GARROSH – She should be fine with Edwin looking after her. Plus she can always zip up to Brill if she needs some fresh air. Or fresher air. Or, well, somewhat-less-noxious air.
LIADRIN – Yes, sir. Although… If I might ask you something, sir? I don’t mean to intrude into your personal matters…
GARROSH – I think that train left the station when you showed up with a surprise daughter for me.
LIADRIN – Well, sir… Have you gone to see her at all, since the other day?
GARROSH – No. I haven’t. I’ve been busy enough trying to take care of business and tie up all the loose ends that have been coming loose since…I… haven’t been around to un-loose them…
LIADRIN – I understand that you’re a busy man, of course, Warchief. At the same time…she is your daughter.
GARROSH – I’m aware, yeah.
LIADRIN – Don’t you think you should?
GARROSH – When I get a chance to, Liadrin. Worst case scenario, I’ll be sure to see her off before she takes off with Edwin, and…
LIADRIN – I understand that this has been a lot to be added to an already full plate, sir. I’d like to reassure you, though, if you feel it would be helpful to have a sympathetic ear as a new parent — a sounding board, as it were — I would be more than happy to—
GARROSH – Not for anything, Liadrin, but what would you even know about it?
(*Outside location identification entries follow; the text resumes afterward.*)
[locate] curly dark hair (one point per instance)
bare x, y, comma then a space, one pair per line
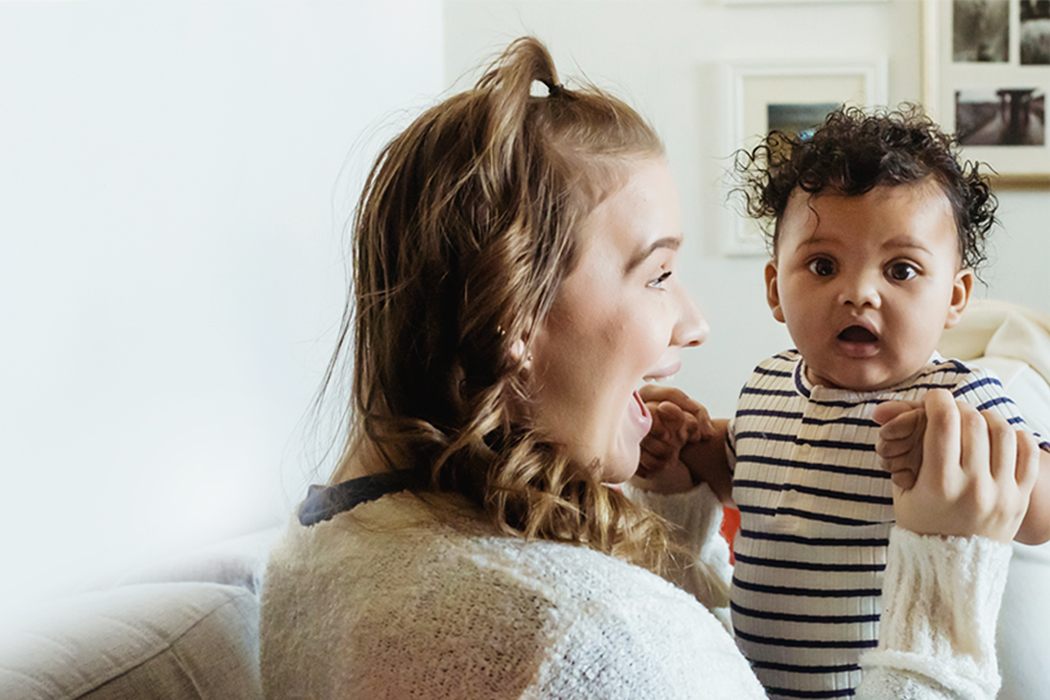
854, 151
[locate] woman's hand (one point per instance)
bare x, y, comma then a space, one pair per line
956, 471
685, 447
LIADRIN – More than you might suppose, Warchief. A few years ago, shortly after the Outland campaign, I adopted a young blood elf girl from the Shattrath orphanage. She’s fourteen years old now. So, you see, I’m not completely unfamiliar with having no children one day, then suddenly having a grown child the next.
GARROSH – Yeah, well, that’s nice and all, Liadrin, but I’m sure I can handle it.
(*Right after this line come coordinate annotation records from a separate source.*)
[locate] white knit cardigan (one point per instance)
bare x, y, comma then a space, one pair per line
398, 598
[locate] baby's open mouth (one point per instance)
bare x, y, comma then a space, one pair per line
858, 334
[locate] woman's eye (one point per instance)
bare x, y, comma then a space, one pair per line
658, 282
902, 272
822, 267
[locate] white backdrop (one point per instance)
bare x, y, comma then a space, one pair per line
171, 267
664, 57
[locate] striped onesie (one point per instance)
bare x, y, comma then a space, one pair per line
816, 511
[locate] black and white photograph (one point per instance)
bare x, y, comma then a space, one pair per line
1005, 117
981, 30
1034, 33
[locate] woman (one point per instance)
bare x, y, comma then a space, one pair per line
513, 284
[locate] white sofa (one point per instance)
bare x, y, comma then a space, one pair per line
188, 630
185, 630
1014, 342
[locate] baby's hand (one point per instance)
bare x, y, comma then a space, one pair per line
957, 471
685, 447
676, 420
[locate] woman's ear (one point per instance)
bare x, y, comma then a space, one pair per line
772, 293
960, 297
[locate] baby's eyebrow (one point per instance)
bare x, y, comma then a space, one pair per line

LIADRIN – I’m sure you can, sir. So does that mean you’ll be going to see her? Well before any possible departures?
GARROSH – This really isn’t any of your business, Liadrin.
LIADRIN – All things being equal, sir, I would agree. Though given that the past several days I’ve been taking it upon myself to help her with her transition, I suppose you might say I’ve developed a bit of a vested interest.
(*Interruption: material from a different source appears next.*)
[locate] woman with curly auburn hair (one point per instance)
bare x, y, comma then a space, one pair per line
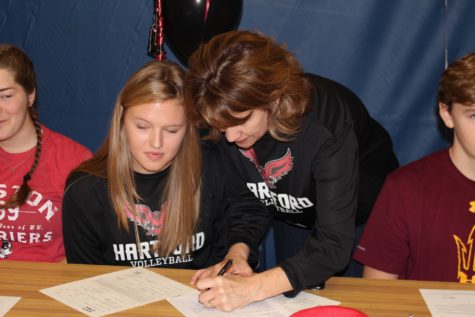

GARROSH – Liadrin, I get what you’re trying to do, and yeah, fine, you’ve kind of got a point about me going to talk to her, but you know what? I don’t know this girl. She shows up out of nowhere, and I don’t know the first thing about her. I don’t know what the fuck I’m supposed to SAY to her.
LIADRIN – (smiling kindly before beginning matter-of-factly) She grew up in Nagrand, and as a child lost her mother to a pernicious disease. She never knew her father, only through stories, and everything she’s heard of him has told her that he’s a monster. (walks to the door, turning back briefly before exiting) I’m sure you’ll come up with something.